The other character given a central focus is Reki. One of the senior members of Old Home, her job involves taking care of the Haibane that come into the world as young children. She likewise serves as Rakka’s caretaker, easing her pain when her wings grow, helping her cope with her blackening feathers, and serving as a guidepost for her when she needs one. But Reki is also very quiet and secretive about her past, and she spends hours alone in her studio, painting. Underneath her calm exterior, there’s something that troubles her; something that only Rakka may help her resolve.

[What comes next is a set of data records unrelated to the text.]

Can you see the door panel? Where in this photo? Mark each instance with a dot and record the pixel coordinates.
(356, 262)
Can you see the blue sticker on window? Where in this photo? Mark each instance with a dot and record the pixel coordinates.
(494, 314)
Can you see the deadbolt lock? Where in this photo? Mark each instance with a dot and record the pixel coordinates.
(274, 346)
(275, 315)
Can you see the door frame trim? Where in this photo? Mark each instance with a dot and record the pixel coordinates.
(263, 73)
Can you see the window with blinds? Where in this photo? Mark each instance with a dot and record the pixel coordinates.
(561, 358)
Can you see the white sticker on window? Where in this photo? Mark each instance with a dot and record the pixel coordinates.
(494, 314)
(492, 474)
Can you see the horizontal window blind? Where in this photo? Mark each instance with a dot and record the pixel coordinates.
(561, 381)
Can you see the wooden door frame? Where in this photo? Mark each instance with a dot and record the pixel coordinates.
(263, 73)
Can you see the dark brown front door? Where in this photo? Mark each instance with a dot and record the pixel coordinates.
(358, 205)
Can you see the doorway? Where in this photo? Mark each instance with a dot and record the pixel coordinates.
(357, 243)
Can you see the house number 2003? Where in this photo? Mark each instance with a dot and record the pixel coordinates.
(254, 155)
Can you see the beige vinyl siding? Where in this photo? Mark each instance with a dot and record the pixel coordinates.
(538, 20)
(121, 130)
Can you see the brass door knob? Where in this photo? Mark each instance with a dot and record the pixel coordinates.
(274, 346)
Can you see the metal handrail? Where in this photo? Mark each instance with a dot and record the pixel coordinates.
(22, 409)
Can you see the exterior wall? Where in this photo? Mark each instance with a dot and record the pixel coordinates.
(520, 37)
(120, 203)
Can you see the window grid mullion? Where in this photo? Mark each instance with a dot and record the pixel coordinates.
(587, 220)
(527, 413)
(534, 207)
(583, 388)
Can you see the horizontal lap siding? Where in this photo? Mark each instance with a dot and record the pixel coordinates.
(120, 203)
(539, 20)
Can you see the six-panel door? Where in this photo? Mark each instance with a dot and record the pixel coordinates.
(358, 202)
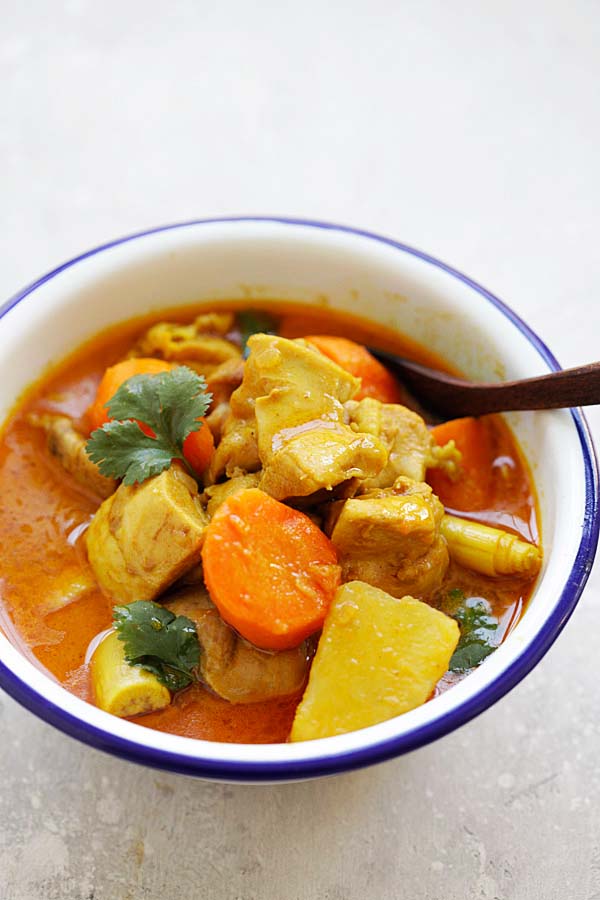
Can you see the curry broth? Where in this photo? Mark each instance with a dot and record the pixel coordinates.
(44, 516)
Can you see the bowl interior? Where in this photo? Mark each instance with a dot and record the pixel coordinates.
(252, 260)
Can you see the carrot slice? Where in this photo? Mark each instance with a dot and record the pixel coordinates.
(269, 570)
(377, 382)
(113, 378)
(473, 488)
(199, 447)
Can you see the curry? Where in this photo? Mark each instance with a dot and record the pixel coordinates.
(236, 525)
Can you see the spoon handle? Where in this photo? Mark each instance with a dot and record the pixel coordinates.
(454, 396)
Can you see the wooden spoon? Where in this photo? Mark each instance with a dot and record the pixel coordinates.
(453, 397)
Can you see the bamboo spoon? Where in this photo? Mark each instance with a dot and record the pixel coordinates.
(455, 397)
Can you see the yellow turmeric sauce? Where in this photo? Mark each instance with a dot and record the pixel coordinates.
(44, 515)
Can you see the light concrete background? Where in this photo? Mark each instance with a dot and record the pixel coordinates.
(469, 129)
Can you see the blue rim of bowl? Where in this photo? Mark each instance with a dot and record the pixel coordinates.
(390, 747)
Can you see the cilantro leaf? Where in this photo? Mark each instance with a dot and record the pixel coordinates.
(478, 628)
(159, 641)
(169, 403)
(254, 321)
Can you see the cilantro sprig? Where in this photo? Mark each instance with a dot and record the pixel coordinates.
(169, 403)
(159, 641)
(478, 632)
(254, 321)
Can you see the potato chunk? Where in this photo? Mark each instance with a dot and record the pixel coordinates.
(378, 657)
(144, 537)
(391, 539)
(232, 667)
(121, 689)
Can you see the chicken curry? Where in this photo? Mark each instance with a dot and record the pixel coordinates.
(237, 525)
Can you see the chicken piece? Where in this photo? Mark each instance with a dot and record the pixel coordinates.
(321, 458)
(68, 446)
(222, 382)
(411, 448)
(202, 345)
(218, 493)
(391, 539)
(146, 536)
(230, 666)
(288, 418)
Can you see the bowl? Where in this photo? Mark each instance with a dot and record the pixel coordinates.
(378, 278)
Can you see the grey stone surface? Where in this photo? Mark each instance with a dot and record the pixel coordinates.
(471, 130)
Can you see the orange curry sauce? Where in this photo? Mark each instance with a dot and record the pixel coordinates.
(44, 515)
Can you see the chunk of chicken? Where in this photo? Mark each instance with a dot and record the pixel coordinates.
(221, 384)
(218, 493)
(146, 536)
(288, 417)
(201, 346)
(230, 666)
(68, 446)
(411, 448)
(391, 539)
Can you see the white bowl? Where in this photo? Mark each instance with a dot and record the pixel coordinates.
(313, 263)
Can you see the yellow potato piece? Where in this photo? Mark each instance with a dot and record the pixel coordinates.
(121, 689)
(378, 657)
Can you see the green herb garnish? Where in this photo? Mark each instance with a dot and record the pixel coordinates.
(159, 641)
(254, 321)
(478, 628)
(170, 403)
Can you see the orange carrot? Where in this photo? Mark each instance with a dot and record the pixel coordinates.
(113, 378)
(473, 488)
(377, 382)
(199, 447)
(269, 570)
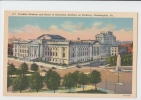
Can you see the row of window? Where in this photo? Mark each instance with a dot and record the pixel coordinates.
(23, 51)
(54, 60)
(81, 60)
(80, 48)
(53, 54)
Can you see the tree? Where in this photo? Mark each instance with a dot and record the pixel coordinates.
(20, 83)
(23, 68)
(11, 69)
(35, 81)
(94, 78)
(75, 76)
(34, 67)
(52, 80)
(69, 81)
(9, 82)
(82, 79)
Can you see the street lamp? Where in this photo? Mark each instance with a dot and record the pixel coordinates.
(106, 84)
(115, 88)
(118, 77)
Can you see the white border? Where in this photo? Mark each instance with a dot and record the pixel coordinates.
(94, 6)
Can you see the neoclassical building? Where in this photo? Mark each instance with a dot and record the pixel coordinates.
(55, 48)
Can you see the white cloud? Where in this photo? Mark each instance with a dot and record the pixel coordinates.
(97, 25)
(72, 27)
(53, 27)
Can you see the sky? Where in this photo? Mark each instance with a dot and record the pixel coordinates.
(69, 27)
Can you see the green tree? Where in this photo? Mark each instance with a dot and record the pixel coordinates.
(35, 81)
(75, 76)
(34, 67)
(94, 78)
(23, 68)
(69, 81)
(52, 80)
(9, 82)
(11, 69)
(82, 79)
(20, 83)
(109, 60)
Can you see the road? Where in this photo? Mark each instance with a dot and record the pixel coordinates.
(109, 79)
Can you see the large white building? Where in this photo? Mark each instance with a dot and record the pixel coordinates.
(57, 49)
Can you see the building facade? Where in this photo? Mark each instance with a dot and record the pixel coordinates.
(56, 49)
(119, 50)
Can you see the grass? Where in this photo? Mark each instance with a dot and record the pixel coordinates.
(92, 91)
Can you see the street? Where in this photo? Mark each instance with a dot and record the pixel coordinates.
(109, 79)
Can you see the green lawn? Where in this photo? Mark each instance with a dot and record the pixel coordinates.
(92, 91)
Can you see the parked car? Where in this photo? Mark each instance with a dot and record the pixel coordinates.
(78, 66)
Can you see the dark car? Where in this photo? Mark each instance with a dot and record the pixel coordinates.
(78, 66)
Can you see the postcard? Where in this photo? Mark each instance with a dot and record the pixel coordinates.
(70, 54)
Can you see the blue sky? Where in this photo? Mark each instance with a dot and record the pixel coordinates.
(17, 23)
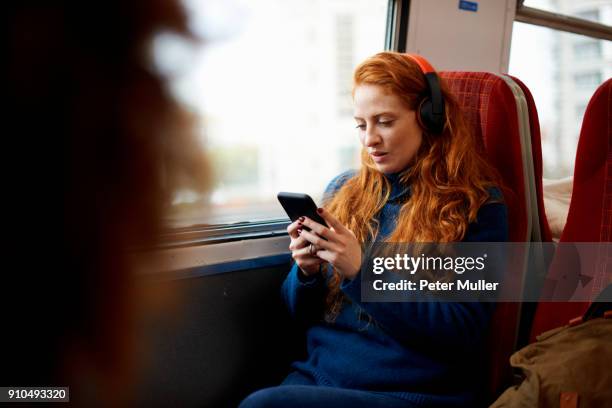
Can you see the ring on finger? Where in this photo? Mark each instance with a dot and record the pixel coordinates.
(312, 249)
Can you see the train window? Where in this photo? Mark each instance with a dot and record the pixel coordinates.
(274, 96)
(581, 9)
(562, 72)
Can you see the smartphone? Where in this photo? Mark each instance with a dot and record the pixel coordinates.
(298, 205)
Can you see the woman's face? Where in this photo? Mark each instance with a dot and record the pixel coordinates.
(387, 128)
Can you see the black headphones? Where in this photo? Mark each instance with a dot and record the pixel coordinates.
(430, 115)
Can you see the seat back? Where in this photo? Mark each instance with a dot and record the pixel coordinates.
(491, 108)
(536, 151)
(590, 214)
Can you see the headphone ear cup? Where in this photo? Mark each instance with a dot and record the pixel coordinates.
(424, 114)
(427, 119)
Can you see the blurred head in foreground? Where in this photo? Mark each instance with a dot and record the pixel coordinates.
(101, 148)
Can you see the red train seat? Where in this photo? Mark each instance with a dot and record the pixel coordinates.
(590, 213)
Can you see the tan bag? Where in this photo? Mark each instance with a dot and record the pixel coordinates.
(567, 367)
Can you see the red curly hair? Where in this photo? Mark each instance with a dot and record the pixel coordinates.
(449, 176)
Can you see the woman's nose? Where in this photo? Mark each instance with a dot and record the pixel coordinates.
(372, 138)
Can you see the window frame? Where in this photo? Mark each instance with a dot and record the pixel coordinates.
(395, 40)
(396, 28)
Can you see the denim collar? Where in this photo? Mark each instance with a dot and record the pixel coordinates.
(398, 189)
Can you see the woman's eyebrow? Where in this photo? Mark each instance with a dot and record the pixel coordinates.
(376, 116)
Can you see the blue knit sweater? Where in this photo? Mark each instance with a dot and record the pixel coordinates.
(426, 352)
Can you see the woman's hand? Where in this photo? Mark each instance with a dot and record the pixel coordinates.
(300, 249)
(341, 249)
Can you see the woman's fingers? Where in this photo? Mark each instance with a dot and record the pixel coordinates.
(298, 243)
(320, 230)
(293, 228)
(317, 241)
(331, 220)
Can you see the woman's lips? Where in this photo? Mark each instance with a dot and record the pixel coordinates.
(378, 156)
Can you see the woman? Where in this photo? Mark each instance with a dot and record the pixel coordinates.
(413, 186)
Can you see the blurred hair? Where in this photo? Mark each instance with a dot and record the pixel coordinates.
(101, 148)
(449, 177)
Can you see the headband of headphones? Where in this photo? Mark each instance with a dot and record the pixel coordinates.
(431, 109)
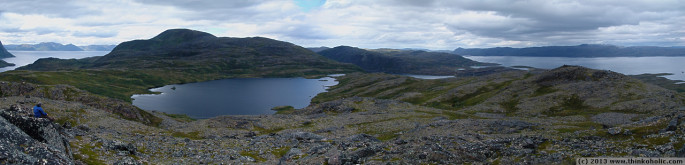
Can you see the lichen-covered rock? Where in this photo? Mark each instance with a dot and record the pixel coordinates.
(18, 147)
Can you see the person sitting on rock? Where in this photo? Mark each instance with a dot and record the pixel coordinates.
(38, 112)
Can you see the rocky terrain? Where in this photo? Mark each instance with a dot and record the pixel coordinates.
(513, 117)
(4, 54)
(177, 56)
(400, 61)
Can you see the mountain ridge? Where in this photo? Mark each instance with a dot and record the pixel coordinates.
(4, 54)
(179, 56)
(400, 61)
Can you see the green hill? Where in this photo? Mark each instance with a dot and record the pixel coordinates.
(4, 53)
(400, 61)
(178, 56)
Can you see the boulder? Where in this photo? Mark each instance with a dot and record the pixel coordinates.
(18, 147)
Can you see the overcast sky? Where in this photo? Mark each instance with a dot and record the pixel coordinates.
(431, 24)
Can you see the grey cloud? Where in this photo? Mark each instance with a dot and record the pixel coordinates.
(68, 9)
(98, 34)
(302, 31)
(230, 10)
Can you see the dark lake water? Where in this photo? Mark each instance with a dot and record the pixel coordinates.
(27, 57)
(248, 96)
(625, 65)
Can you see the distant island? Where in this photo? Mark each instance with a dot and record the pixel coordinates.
(584, 50)
(52, 46)
(4, 54)
(400, 61)
(179, 56)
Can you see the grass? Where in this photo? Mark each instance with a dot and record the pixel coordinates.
(510, 106)
(263, 131)
(544, 90)
(284, 109)
(180, 117)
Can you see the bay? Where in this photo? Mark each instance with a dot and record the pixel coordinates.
(28, 57)
(242, 96)
(625, 65)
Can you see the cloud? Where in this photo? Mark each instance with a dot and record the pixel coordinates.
(371, 24)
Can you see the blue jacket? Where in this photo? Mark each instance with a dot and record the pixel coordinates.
(38, 112)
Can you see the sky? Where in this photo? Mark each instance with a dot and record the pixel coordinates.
(427, 24)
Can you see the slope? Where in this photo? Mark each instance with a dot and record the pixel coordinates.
(178, 56)
(400, 61)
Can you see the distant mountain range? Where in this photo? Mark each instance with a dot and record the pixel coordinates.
(401, 61)
(52, 46)
(584, 50)
(4, 54)
(180, 56)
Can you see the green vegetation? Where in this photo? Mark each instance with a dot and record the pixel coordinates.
(180, 117)
(135, 66)
(280, 152)
(510, 106)
(284, 109)
(263, 131)
(190, 135)
(544, 90)
(400, 61)
(657, 79)
(253, 154)
(87, 154)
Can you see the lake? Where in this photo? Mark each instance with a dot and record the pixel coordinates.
(625, 65)
(28, 57)
(243, 96)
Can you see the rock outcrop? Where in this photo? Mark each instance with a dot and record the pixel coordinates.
(69, 93)
(28, 140)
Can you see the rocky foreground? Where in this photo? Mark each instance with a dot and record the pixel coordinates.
(515, 117)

The true strength of Haibane Renmei is in its characters and their interactions. Rakka, in her innocence, curiosity, and confusion, comes to meet all sorts of interesting figures, both Haibane and human, that help her find her place in her enclosed world. Her journey is alternately charming, heart-wrenching, painful, and heartwarming, and it’s one she wouldn’t be able to take if it weren’t for everyone she meets along the way.
Haibane Renmei is also a beautiful work to behold. The character designs, also created by ABe, are distinctive, diverse, and detailed; the Haibane of Old Home especially stand out with designs that each match their respective personalities. The city of Glie and its surrounding outskirts are also well-designed, with an atmosphere that mixes older European architecture with more modern amenities.
In turn, Kow Otani’s soundtrack is also a perfect match. Each song feels tuned with the scenes they play against and add to the overall atmosphere, heightening the experience. The show’s ending theme in particular matches the tone of the series as a whole, sounding at times both somber and uplifting.
Haibane Renmei may not be flashy or outsized in any way, but there’s a great deal about it that feels very intimate and personal. As the mysteries are solved and the nature of the series becomes clear, the answers are worth reflecting on. Preferably during a second viewing, or even a third. The series paints its subject matter with a deft hand, and like the memories of a newly hatched Haibane, shouldn’t be forgotten.
Haibane Renmei was released on DVD in North America by Geneon Universal in conjunction with Funimation. The DVD release features both the original Japanese language with subtitles and an English dub. The series is rated TV-14, with tobacco use and some mild depictions of blood.